San Diego is known to have a large-scale celebration and mini-reunion with veterans but due to COVID-19, it was canceled.
Still, Honor Flight San Diego wanted to remember the Greatest Generation in a virtual ceremony. The nonprofit flies WWII and Korean War veterans to Washington D.C. twice a year to visit their memorials.
The private tribute was aboard the U.S.S. Midway Museum to remember the 16 million Americans who served in WWII.
“We are just thankful that we still have them. We are still remembering them. We want them to know that and we are trying to honor them virtually,” said Julie Brightwell, Honor Flight San Diego Chairman.
Each day that passes, the veterans' stories disappear. The National World War II Museum reported in 2019 there were only 389,292 American WWII veterans alive.
“All of the sudden a radioman turned on his outside speakers which was a no, no in those days and said, ‘the war is over,’” said Gilbert "Gil" Nadeau, U.S. Navy, WWII veteran.
The U.S. Navy Third Class sailor said he was on a Landing Craft Support (LCS) in the Lingayen Gulf in the Philippines practicing maneuvers for an invasion against Japan. He said they weren’t yet notified about the atomic bombs.
“The first thing that came to mind was after two years in the Pacific, now I can go home,” said Nadeau.

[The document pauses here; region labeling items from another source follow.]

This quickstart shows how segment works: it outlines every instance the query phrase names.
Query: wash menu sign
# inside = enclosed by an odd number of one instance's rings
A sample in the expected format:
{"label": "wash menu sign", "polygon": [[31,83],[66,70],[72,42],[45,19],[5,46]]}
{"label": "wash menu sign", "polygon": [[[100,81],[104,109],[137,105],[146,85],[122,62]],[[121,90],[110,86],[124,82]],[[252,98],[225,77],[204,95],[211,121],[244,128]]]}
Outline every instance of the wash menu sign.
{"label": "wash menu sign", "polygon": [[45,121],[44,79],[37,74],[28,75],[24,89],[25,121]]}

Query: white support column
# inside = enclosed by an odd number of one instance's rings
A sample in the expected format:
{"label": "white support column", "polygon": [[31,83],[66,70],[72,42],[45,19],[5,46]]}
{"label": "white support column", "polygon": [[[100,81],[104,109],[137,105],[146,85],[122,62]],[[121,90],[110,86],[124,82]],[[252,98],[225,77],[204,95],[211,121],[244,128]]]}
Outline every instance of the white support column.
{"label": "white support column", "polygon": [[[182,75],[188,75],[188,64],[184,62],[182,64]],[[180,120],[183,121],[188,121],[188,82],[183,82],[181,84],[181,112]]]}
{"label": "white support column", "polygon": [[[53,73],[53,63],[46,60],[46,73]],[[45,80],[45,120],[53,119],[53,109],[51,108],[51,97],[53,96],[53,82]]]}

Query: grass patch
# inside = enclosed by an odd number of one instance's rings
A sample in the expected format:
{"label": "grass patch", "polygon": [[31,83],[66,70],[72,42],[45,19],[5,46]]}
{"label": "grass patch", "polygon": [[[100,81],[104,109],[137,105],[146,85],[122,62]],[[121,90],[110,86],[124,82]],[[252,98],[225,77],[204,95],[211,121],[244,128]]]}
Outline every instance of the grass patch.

Pearl Harbor survivor, retired U.S. Navy Petty Chief Officer Stu Hedley, said he was on picket duty off Okinawa and remembers his ship erupting in cheers and it looking like the Fourth of July.

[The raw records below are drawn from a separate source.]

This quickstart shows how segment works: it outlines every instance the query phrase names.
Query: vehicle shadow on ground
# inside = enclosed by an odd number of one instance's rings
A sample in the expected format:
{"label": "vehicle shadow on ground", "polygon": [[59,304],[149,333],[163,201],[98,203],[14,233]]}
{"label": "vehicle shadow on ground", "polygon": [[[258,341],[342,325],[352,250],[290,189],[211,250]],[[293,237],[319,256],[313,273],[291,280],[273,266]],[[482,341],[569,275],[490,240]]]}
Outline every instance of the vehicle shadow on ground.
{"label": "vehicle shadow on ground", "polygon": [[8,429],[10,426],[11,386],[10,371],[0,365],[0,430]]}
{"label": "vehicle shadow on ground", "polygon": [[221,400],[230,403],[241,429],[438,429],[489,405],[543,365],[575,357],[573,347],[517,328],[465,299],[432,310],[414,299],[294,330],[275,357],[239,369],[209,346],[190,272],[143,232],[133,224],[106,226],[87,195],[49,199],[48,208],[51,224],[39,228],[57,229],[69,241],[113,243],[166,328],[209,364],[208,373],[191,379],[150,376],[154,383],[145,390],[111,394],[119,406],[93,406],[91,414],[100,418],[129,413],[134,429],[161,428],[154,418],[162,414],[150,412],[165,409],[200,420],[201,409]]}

“The lights went on all over the ship. Some of our fellows got machine guns and started shooting,” U.S. Navy WWII veteran Hedley.
Three and half years earlier Hedley was on the U.S.S. West Virginia in Pearl Harbor when it was bombed and torpedoed. He escaped but not without watching nearby destroyers explode killing his brothers. The now 98-year-old served 13 engagements including the deadly battle in Guadalcanal.

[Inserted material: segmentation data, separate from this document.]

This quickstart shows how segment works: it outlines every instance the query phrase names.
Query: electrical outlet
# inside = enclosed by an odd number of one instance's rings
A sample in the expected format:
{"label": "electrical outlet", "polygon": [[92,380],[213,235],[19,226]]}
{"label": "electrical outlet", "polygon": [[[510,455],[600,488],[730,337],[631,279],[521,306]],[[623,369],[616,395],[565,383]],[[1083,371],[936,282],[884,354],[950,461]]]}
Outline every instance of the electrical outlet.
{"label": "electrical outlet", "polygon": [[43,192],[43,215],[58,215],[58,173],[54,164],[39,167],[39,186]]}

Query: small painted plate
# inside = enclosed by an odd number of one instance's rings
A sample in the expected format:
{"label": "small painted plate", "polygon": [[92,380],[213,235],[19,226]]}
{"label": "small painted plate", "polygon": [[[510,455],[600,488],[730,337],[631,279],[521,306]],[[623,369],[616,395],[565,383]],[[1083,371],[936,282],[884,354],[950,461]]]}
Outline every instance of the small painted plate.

“We were elated by the fact that we weren't going to be fighting anymore,” said Hedley.
Stateside there was jubilation in American streets.
“It was such a relief. I can't tell you,” said Roberta "Randy" Tidmore, U.S.M.C WWII veteran.
Tidmore said she was driving garbage trucks at the Marine Depot in San Diego. She previously dropped out of college while studying nursing and became a Rosie the Riveter working to replace metal on B-26 planes.
“They told all of the women to stay on the base,” said Tidmore.
While Sept. 2, is the official day when Japan signed the papers to surrender, Aug. 14 in the U.S. is known as Victory Day over Japan.
“We don't have to worry we don't have to turn the lights out. We are going to be alright; we will be free,” said Tidmore.
It took months for the men to come home but that day is never forgotten.
“We wanted to go in, kick butt, win and come home and go on with our lives,” said Nadeau.
As the 75th-anniversary ceremony ended with "Taps," Hedley, unsteady on his feet, stood tall and proudly saluted the American flag, remembering the 407,000 American service members killed while fighting in the second deadliest war.
“It’s a remembrance of men that were willing to lay their life on the line to defend the freedom and the rights of our country,” said Hedley.